Bible Commentaries

Expositor's Dictionary of Texts

1 Samuel 31

Clinging to a Counterfeit Cross
Verses 1-13

The Death of Israel's First King

1 Samuel 31

Saul's death was neither more nor less than suicide; the death of all deaths the most loathsome and despised of men: of all deaths the only one that men call cowardly. It was a great historical event, meaning much to the nation which saw its first king thus sadly fall. It was the end of Saul's kingdom: his sons and all his family, and with them, all his hopes, died with him that night on Mount Gilboa. And it is still a conspicuous moral, as well as historical event, on which we may well pause to look across the ages. Saul brought down thousands with him when he fell, but he had been lowering the tone of the spiritual nation almost from the time when he began his reign. He had insulted and abashed and driven away the spiritual genius that brooded over that holy land, and he had dragged the armies of Jehovah down to the level of the armies of the nations around. And as he had been in his life in the land, so was he when he died at Gilboa.

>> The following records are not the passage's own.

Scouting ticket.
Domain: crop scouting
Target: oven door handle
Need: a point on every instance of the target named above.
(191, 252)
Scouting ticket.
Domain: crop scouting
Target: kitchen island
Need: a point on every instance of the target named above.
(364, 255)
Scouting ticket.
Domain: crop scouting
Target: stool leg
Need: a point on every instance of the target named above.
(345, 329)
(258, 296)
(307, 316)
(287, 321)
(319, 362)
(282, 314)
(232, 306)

For "There was the shield of the mighty vilely cast away—the shield of Saul—as of one not anointed of the Lord." There are three points which indicate the departure of Saul from the path of peace and duty.

I. He had not long- reigned until he began to separate himself from good men in the land. He was soon separated from Samuel, the best, the noblest, the representative good man of the time. He was soon separated from David, the man of the future, the man after God's own heart, and who desired to do only God's will. He was soon cruel and fierce in his wrath, slaying one by one the priests of the Lord.

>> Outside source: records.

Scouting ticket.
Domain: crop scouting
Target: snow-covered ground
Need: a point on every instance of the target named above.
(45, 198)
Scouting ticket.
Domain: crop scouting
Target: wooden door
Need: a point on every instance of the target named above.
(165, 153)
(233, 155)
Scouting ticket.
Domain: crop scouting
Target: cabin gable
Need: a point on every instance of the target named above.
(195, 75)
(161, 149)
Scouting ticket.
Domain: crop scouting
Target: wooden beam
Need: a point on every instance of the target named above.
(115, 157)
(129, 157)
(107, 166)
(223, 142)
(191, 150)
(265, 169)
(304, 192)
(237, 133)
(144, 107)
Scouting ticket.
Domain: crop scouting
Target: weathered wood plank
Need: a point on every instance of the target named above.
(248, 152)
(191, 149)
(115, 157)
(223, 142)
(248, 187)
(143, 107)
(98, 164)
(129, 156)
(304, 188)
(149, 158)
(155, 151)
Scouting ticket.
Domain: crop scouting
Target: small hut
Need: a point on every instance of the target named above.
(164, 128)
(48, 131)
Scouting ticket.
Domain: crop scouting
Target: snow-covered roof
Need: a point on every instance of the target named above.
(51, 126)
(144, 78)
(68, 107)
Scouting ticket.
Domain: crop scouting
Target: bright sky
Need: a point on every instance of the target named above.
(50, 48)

II. Then we find that he was separated from God. He prayed to God and God gave him no answer. He was separated from Him who is the source of all light and the source of all strength. He asked in vain for God's guidance, and then called in vain for the dead Samuel.

III. Last of all Saul got separated from himself; from his own best nature. There was a great chasm in his nature, between his evil and his controlling better self; and thus he was left to the wreck and ruin which his own worst nature prompted. Such is the spiritual history of him whose tragic life we have now read to its close.

—Hugh Black, The British Weekly Pulpit, vol. II. p57.